The static droplet experiments provide insights into the mechanisms involved in heterogeneous freezing of saltwater. Firstly, it was verified via high-speed imaging that nucleation always originates at the three-phase contact line for all fluids. Interestingly, surface chemistry was not seen to have a measureable influence on the heterogeneous freezing temperatures of pure water and saltwater (Figure 7). However, the presence of salt slowed down the nucleation front propagation velocity significantly.
Saltwater droplet impact dynamics on a superhydrophobic surface was also different from pure water. Saltwater droplets retracted more and a greater fraction of impacting liquid was repelled from the surface. Modeling showed that differences in thermophysical properties of liquids is not the primary reason for the difference in the impact dynamics. It was proposed that the greater bounciness of saltwater droplets is due to slower ice nucleation propagation kinetics. This hypothesis was verified by high speed imaging-based measurements of propagation velocities of the initial freezing stage in pure water and saltwater droplets (Figure 8). Overall, these experiments indicate that superhydrophobic surfaces will offer better resistance to impact icing with saltwater than pure water and can remain useful at temperatures as low as -40 °C.
Study 3 (ongoing): Studies on the role of surface chemistry and surface charge on tetrahydrofuran and methane hydrate nucleation
Two additional experimental setups are being developed to characterize nucleation in hydrate systems. Figure 9 shows a setup to study the role of surface chemistry and electric charge on nucleation of tetrahydrofuran (THF) hydrates. THF hydrates form above 0 °C at atmospheric pressures; the simplicity associated with THF hydrate formation allows detailed, upclose measurements of nucleation kinetics. This test setup enables 20 simultaneous experiments on THF hydrate formation in test tubes, and will provide statistically relevant results.

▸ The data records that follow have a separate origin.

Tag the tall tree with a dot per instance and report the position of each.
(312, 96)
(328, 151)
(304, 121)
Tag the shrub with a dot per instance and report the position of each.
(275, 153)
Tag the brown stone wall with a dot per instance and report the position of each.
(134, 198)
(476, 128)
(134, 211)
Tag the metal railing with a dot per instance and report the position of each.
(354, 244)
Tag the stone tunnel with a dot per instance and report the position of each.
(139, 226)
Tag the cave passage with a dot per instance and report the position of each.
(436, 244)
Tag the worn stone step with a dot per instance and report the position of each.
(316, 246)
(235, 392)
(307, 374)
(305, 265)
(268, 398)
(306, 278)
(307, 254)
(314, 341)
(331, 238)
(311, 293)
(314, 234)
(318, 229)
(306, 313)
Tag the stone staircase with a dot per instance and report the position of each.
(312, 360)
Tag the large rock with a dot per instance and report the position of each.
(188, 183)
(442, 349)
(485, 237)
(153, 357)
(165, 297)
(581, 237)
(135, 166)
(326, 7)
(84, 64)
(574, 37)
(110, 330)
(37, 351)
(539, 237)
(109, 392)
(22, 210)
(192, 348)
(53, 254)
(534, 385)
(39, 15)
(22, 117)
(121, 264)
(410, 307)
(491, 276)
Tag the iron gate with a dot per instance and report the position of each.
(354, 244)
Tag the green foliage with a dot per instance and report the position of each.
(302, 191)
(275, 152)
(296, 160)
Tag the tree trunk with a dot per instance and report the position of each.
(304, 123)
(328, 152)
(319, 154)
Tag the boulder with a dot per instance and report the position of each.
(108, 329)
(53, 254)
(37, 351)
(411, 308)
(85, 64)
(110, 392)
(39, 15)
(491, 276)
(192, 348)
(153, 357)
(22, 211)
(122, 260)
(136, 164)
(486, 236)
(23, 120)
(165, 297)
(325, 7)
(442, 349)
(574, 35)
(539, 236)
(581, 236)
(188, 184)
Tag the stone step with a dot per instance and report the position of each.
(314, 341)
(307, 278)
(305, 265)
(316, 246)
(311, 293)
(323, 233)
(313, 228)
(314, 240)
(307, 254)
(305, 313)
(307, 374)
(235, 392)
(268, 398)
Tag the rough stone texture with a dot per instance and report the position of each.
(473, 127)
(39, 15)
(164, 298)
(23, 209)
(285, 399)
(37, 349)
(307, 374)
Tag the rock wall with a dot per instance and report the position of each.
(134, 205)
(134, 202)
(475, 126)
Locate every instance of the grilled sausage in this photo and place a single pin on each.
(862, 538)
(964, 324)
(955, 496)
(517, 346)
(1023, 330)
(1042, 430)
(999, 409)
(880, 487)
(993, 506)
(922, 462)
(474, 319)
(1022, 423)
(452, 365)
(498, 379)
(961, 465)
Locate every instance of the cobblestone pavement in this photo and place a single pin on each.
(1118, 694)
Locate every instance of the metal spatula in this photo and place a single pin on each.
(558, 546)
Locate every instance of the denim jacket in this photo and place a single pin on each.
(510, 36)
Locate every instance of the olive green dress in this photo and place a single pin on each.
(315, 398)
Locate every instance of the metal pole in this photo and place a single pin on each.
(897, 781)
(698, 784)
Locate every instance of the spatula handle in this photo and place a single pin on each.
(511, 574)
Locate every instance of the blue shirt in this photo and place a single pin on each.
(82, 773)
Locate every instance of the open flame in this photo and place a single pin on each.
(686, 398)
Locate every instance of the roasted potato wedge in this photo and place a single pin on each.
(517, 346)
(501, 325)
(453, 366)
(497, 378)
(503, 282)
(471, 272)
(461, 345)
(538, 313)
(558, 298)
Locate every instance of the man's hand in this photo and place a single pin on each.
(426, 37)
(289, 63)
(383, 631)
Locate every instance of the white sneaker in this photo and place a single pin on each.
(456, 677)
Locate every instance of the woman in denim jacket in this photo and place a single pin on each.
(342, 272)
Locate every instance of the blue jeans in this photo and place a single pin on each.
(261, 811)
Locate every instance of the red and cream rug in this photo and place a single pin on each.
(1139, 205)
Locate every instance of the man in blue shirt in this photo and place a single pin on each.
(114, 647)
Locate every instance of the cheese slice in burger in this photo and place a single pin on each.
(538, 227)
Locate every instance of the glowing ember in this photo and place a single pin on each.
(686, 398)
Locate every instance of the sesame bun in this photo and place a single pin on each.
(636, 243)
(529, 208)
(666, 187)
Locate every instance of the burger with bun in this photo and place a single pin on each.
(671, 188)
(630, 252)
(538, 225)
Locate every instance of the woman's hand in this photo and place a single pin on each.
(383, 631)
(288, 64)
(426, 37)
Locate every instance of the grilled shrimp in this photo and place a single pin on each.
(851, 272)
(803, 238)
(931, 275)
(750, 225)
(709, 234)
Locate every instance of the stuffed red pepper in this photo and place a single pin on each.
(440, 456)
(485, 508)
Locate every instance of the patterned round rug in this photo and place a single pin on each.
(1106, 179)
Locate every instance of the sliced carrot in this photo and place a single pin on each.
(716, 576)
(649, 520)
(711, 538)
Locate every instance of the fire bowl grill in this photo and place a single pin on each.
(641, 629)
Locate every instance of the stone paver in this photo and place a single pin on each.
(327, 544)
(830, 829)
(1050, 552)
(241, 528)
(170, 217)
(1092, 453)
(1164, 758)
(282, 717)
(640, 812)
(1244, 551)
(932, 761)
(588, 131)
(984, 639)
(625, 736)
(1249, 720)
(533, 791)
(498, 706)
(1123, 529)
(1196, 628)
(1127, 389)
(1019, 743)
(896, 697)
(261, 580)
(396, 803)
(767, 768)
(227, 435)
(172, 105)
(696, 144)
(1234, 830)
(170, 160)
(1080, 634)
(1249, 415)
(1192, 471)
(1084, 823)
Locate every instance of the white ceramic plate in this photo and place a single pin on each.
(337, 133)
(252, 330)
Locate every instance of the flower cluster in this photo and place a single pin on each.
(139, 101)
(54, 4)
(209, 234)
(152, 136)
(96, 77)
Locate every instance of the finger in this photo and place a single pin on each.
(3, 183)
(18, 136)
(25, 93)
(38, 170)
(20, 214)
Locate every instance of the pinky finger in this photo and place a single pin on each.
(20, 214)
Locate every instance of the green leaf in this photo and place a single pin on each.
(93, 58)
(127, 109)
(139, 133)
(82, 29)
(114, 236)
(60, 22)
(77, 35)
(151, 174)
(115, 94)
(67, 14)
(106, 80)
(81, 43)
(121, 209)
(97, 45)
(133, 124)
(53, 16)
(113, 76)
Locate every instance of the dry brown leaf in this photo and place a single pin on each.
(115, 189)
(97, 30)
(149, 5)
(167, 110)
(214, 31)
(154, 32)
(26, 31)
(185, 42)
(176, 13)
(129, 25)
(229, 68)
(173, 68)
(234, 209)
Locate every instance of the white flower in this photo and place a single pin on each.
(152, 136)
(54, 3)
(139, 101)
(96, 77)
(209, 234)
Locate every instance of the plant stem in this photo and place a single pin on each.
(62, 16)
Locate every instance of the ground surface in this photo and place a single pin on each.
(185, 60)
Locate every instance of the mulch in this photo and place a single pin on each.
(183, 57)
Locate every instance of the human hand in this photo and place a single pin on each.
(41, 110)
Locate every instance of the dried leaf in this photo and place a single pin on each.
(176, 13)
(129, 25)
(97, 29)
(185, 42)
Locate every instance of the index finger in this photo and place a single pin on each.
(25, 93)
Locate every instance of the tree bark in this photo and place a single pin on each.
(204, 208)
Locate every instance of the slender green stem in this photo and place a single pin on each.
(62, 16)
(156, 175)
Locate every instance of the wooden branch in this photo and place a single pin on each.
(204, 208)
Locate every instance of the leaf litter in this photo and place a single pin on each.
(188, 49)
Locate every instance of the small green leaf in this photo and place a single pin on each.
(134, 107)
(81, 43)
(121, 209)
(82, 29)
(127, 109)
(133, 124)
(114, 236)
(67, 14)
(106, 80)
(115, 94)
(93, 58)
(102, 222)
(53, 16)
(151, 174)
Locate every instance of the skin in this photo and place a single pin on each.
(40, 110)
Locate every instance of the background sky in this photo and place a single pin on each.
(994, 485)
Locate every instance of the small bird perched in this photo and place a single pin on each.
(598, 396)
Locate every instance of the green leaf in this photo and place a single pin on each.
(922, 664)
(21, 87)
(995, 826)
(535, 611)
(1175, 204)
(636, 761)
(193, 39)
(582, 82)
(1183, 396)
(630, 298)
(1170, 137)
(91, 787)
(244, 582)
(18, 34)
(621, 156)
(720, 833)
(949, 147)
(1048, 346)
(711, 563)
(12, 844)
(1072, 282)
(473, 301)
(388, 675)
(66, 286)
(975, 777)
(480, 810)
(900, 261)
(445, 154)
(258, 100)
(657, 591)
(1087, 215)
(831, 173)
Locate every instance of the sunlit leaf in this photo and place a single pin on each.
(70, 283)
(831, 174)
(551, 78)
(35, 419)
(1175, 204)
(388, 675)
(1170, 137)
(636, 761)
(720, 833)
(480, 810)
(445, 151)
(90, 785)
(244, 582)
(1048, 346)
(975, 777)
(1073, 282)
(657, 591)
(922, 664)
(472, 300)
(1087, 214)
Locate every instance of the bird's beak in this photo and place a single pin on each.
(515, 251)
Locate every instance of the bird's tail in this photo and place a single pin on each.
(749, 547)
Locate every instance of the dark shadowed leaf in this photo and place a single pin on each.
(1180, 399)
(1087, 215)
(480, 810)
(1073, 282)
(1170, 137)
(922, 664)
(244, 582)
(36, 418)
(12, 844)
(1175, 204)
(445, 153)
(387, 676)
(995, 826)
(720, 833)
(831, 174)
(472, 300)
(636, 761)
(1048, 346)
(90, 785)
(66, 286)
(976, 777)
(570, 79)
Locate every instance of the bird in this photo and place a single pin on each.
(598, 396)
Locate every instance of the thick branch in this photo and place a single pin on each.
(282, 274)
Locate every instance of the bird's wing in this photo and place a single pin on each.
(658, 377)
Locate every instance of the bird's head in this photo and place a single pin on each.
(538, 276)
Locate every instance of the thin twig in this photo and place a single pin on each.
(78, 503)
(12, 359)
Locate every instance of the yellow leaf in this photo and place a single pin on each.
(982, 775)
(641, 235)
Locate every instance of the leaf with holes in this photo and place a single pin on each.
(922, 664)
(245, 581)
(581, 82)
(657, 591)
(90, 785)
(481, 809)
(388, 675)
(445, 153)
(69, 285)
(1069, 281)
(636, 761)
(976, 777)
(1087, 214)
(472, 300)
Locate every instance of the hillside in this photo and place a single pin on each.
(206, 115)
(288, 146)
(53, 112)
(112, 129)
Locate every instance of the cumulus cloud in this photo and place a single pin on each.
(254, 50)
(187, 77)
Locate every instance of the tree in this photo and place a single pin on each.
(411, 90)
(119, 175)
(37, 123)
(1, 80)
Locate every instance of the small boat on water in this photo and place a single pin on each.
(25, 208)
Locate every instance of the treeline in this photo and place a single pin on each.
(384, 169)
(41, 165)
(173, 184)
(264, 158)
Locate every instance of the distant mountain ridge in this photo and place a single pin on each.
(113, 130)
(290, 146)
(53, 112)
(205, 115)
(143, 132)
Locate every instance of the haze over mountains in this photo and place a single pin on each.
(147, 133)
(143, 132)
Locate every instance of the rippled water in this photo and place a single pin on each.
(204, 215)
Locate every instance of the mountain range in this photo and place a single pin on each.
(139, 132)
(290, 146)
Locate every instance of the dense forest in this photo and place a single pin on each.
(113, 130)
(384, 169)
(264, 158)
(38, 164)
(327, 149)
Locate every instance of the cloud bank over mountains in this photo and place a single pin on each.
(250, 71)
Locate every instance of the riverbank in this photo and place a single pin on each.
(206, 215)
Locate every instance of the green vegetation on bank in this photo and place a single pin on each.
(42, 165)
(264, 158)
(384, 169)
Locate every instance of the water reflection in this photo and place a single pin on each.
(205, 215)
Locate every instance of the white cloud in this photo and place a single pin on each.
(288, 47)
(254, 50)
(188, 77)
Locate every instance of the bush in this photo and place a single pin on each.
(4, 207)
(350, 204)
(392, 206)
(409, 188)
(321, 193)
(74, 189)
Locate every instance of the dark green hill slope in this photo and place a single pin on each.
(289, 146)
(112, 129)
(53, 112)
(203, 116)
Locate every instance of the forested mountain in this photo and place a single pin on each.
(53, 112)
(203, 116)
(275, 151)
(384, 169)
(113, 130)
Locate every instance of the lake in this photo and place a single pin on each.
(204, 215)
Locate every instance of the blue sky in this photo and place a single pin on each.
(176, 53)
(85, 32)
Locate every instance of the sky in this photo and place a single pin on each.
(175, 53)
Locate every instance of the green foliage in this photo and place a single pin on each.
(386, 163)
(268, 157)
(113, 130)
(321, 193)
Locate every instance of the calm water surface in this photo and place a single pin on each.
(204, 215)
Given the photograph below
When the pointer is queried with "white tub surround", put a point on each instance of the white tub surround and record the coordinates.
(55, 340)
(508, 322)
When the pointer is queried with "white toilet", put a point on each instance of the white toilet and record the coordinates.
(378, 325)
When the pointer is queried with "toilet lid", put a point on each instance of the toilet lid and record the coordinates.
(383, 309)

Figure 10 shows a custom-built experimental facility which is being developed to study the role of surface chemistry and surface charge on methane hydrate formation. This setup consists of a high pressure cell (~ 100 bar) which will contain natural gas and water; the entire cell is immersed in a cold bath (-10 ° C). The influence of surface chemistry will be quantified by coating the insides or via the use of chemically functionalized metal foams inside the cell. The role of surface charge will be isolated by applying an interfacial electric field using electrical feedthroughs. These experiments will be followed by measurements of the adhesion energy of hydrates to a surface.